By and large, 500 words — give or take a dozen — are sufficient for a typical Big Screen Berkeley review. This week, however, 500 wouldn’t allow me to even scratch the surface of the astonishing La Flor (screening in four parts at San Francisco’s Roxie Theater beginning on Saturday, Oct. 26), so I’m going to grant myself a few hundred more.
Officially clocking in at 14 hours and 28 minutes (though about 40 minutes shorter if you exclude its built-in intervals), La Flor is currently the second longest film to ever garner a theatrical release (there’s a 21-hour Bangladeshi film waiting in the wings that will eventually push it to third). So move over Sergei Bondarchuk (War and Peace), Andy Warhol (Empire), and Joe Dante (The Movie Orgy): there’s a new auteur of the epic, and his name is Mariano Llinás!
Though split into four parts, Llinás film actually consists of six unique episodes, five of which feature the same four female leads: Elisa Carricajo, Valeria Correa, Pilar Gamboa, and Laura Paredes, all excellent. The episodes vary considerably in length; episodes three and four are extremely long, while five and six are relatively short.
There’s a brief preface during which Llinás briefly describes each episode: one story will be a musical, one a spy story, one a B movie and so on. These descriptions are reasonably accurate but serve only as starting points for what will, 14 and a half hours later, transform into a bizarre, deconstructive exploration of the meaning of cinema.
That sounds pretty high brow, but rest assured there’s a puckish, cheeky humor running throughout La Flor. Some of the stories have an ending, most do not. Episode four is a bizarre and often hilarious meta-movie about a film within the film, in which the director (playing himself) experiments with the best way to film trees.
The further we travel into La Flor, the more we notice the film’s recurring themes and locations: empty billboard frames, an abandoned gas station and the director’s distinctive red notebook reappear throughout. Occult writer Arthur Machen gets the most cultural exposure he’s had in a century, while there are nods to the Dreyfuss Affair, the Saragossa Manuscript, painter Édouard Manet, and film directors Sam Fuller and Roger Corman. Composer Gabriel Chwojnik’s disturbing score ably echoes the music of Nino Rota, Georges Delerue, Ennio Morricone and Bernard Herrmann.
Perhaps the most satisfying episode is the fifth. Described during Llinás’ preface as ‘influenced by an old French film,’ this segment is a wonderful tribute to Jean Renoir’s short drama, Partie de campagne (A Day in the Country).
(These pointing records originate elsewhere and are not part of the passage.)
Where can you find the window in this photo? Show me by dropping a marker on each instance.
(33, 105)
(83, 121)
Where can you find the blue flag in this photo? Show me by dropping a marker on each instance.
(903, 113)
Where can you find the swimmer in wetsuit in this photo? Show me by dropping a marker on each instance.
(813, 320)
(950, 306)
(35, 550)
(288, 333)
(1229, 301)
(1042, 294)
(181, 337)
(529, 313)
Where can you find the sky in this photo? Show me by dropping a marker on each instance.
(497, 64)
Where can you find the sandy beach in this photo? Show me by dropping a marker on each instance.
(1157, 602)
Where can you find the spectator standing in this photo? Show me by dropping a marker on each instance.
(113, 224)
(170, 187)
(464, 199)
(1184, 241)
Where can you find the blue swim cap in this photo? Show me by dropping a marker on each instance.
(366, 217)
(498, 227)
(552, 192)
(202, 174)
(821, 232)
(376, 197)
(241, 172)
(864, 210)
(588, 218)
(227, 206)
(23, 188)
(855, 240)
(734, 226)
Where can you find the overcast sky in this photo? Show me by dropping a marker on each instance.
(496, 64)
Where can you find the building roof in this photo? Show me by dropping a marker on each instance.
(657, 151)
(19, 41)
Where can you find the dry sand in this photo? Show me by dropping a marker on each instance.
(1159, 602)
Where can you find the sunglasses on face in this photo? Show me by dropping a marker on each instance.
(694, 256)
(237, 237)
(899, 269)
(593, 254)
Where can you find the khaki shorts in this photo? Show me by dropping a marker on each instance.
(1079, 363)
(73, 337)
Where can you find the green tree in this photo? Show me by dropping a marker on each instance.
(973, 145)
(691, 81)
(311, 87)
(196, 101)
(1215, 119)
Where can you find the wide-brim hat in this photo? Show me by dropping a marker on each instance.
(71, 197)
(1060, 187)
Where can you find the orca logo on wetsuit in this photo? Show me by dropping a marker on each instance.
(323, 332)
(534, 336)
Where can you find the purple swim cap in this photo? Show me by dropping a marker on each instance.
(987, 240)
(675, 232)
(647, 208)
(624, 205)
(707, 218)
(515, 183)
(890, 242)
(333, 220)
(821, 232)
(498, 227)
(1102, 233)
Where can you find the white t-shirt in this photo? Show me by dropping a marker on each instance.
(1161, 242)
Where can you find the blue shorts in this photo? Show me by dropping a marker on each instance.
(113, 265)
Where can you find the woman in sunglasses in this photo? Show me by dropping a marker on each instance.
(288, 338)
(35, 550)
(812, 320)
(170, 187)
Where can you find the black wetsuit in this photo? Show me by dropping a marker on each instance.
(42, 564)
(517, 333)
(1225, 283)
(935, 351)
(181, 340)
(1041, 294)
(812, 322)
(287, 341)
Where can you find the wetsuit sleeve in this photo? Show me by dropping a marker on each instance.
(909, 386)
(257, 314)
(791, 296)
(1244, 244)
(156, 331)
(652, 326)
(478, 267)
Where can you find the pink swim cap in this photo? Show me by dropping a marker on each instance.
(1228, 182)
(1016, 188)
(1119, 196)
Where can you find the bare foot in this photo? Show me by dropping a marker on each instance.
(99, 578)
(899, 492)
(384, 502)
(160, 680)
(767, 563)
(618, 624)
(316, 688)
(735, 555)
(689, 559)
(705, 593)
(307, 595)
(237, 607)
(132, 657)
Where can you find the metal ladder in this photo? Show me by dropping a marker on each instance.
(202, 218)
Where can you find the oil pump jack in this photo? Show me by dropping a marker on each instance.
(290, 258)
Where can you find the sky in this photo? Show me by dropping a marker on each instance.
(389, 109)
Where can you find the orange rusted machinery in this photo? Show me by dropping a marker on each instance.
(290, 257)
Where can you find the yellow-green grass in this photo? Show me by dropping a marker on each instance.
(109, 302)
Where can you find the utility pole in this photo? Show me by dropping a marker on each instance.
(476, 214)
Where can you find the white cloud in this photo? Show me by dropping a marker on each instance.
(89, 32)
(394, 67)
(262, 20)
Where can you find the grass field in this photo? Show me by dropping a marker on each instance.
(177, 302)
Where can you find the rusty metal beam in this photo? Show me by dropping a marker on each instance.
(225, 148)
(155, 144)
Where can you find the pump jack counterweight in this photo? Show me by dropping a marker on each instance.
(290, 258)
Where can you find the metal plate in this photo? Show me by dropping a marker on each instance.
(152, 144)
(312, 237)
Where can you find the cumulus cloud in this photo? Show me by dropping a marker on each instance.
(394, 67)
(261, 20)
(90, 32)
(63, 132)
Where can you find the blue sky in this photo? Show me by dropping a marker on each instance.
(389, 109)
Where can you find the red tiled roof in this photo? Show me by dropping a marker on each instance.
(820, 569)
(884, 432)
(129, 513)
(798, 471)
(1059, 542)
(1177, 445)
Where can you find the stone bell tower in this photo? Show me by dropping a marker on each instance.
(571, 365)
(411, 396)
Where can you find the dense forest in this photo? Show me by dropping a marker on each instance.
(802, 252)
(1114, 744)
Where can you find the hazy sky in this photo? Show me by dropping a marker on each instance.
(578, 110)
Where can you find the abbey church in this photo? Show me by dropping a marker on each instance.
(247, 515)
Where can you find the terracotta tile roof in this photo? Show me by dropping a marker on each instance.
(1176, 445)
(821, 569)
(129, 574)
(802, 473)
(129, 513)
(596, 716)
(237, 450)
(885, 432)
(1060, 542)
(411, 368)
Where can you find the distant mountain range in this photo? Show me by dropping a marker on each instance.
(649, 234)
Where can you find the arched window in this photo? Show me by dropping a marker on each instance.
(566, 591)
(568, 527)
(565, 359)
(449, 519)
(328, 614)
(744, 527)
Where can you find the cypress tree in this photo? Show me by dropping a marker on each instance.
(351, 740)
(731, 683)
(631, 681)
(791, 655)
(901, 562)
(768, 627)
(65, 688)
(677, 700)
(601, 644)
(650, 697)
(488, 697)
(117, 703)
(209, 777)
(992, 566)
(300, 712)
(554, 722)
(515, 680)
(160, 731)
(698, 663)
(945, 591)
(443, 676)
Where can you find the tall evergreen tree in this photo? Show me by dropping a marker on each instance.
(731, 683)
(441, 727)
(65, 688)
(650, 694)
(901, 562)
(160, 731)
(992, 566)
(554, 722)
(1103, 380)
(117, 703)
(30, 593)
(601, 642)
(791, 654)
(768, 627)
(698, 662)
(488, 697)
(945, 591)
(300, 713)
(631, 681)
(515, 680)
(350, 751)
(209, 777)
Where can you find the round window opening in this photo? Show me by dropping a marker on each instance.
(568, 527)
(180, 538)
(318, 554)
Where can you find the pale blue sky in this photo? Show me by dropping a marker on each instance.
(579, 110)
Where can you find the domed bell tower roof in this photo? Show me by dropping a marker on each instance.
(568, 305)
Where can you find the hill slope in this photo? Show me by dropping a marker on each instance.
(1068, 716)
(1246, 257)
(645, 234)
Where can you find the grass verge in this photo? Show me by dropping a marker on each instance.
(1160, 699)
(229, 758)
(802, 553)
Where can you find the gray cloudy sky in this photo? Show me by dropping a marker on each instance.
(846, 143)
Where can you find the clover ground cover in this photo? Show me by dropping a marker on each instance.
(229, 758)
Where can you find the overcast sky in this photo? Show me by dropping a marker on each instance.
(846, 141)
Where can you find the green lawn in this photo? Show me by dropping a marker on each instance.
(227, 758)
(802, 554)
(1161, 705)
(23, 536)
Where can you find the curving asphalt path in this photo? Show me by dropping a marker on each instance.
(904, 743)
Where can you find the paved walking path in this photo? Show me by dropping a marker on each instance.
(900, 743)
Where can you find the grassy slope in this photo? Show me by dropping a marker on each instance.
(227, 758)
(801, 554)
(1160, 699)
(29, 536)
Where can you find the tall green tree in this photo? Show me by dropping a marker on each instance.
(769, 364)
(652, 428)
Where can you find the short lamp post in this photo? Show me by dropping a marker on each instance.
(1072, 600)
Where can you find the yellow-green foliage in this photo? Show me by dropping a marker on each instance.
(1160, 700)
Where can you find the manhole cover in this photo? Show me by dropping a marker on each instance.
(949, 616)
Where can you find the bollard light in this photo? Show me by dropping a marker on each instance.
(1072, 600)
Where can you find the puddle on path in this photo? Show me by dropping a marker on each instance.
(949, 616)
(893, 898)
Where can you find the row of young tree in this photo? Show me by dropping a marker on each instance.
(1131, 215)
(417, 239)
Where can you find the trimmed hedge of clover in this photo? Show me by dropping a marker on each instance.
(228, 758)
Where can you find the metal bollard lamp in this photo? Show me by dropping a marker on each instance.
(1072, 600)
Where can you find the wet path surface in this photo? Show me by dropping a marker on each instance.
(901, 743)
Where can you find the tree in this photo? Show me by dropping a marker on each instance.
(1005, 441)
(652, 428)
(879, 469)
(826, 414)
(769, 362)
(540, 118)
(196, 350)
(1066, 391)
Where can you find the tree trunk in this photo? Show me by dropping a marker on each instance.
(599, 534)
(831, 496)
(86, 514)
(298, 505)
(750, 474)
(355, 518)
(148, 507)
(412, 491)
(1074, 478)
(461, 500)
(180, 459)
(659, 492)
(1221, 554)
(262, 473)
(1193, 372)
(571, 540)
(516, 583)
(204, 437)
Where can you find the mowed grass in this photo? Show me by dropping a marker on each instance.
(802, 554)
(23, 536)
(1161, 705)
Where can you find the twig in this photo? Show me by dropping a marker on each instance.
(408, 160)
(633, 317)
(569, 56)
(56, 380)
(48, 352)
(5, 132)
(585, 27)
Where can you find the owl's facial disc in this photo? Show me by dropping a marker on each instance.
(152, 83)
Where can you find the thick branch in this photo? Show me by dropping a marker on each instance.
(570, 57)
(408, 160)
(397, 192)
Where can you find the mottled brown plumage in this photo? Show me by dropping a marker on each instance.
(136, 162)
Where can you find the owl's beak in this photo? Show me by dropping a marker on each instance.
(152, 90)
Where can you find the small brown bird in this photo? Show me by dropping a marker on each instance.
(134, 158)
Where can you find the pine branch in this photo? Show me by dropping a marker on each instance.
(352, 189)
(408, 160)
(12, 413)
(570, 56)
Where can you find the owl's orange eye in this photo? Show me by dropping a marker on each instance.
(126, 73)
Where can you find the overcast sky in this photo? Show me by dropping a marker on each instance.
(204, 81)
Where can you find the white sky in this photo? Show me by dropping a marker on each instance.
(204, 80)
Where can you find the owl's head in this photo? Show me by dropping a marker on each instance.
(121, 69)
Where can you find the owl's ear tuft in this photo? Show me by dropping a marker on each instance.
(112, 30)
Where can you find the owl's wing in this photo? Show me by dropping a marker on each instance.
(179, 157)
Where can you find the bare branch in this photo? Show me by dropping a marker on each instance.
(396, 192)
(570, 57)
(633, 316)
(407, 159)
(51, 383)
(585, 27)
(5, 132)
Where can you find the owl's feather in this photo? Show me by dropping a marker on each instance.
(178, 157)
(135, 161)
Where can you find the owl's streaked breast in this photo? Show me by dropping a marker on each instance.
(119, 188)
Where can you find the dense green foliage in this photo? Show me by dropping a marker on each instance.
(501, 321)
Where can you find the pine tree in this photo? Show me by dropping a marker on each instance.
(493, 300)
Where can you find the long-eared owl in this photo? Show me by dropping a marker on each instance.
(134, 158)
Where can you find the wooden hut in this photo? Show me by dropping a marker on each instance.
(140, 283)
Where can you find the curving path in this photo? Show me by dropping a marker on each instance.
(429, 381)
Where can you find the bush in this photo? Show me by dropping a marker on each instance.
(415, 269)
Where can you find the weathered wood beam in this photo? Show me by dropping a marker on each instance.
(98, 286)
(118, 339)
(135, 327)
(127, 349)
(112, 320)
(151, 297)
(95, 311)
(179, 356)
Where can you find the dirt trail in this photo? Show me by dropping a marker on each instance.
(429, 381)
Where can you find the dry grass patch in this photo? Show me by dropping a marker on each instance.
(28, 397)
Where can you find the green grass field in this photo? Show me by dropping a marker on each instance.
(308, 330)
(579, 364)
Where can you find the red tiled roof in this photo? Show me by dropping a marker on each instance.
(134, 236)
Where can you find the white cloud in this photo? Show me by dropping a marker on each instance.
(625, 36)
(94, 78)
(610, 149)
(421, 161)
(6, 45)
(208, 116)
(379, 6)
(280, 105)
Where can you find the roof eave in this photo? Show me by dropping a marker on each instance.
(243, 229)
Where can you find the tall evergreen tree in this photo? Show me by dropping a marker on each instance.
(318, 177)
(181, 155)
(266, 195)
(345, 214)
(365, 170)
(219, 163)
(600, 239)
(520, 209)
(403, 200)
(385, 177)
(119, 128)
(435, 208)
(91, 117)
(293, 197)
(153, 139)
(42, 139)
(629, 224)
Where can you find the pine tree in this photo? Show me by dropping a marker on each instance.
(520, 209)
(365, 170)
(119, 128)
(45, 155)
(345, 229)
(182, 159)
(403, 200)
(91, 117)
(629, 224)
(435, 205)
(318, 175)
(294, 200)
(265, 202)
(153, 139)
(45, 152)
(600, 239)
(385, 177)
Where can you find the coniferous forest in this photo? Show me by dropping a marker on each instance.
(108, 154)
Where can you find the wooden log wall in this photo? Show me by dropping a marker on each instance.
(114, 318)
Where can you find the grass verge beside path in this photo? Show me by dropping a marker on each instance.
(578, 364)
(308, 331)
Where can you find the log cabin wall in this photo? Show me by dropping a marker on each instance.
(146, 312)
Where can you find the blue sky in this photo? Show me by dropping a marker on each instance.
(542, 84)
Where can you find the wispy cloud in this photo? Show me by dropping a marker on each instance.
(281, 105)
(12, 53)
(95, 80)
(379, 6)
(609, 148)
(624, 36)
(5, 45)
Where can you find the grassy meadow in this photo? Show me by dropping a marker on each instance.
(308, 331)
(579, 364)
Most of this episode is completely silent: there’s no dialogue, no music and no ambient sound, except during a brief episode-within-the-episode that also features some impressive feats of synchronized flying.
By the time we get to episode six, things have become even more primitive: shot through a gauzy mesh, this section looks like it was shot in super 8 and then blown up. Clumsily placed intertitles skitter across the screen, and then there’s the final credits — if you thought superhero movies had too many, prepare yourself for La Flor’s relentless 38-minute crawl!
Are the episodes of La Flor suggestive of the petals of a flower, the body of an ant or a spider? Did Llinás’ deliberately intend to mimic the over-before-it-begins structure of Laurence Sterne’s ‘Tristram Shandy’? Why did he settle on six episodes across four parts, interrupted as they are by intervals, empty spaces and narrative breaks?
In sum, there’s more food for thought here than can be digested in a single sitting, and — assuming I can find the time — I’m already looking forward to my second screening of this cheeky masterpiece. Perhaps I’ll begin to piece together the clues and make sense of it all. Assuming, of course, there’s sense to be made.
‘Where’s My Roy Cohn?’

It’s probably no exaggeration to say that Roy Cohn was one of the nastiest men of the second half of the 20th century. A Columbia Law grad at 20, Cohn began his career helping prosecute Ethel and Julius Rosenberg, counseling Senator Joseph McCarthy during the Army-McCarthy Hearings, and scouring the State Department of gay employees.
And that was only for starters. As vividly documented in Where’s My Roy Cohn? (currently playing at Landmark’s Shattuck Cinemas), Cohn went on to represent all sorts of mob villains, including John Gotti and one Donald Trump, when he and father Fred were being prosecuted for federal housing violations in 1970s New York City.
Indeed, it was Cohn who taught Trump the fine art of stonewalling, and though Cohn died of AIDS in 1986 (true to form, denying he had AIDS — or was gay — until the very end), his repellent legacy is very much alive today. “Donald just wants to be the biggest winner of all”, we see Cohn saying 30 years ago, and here we are.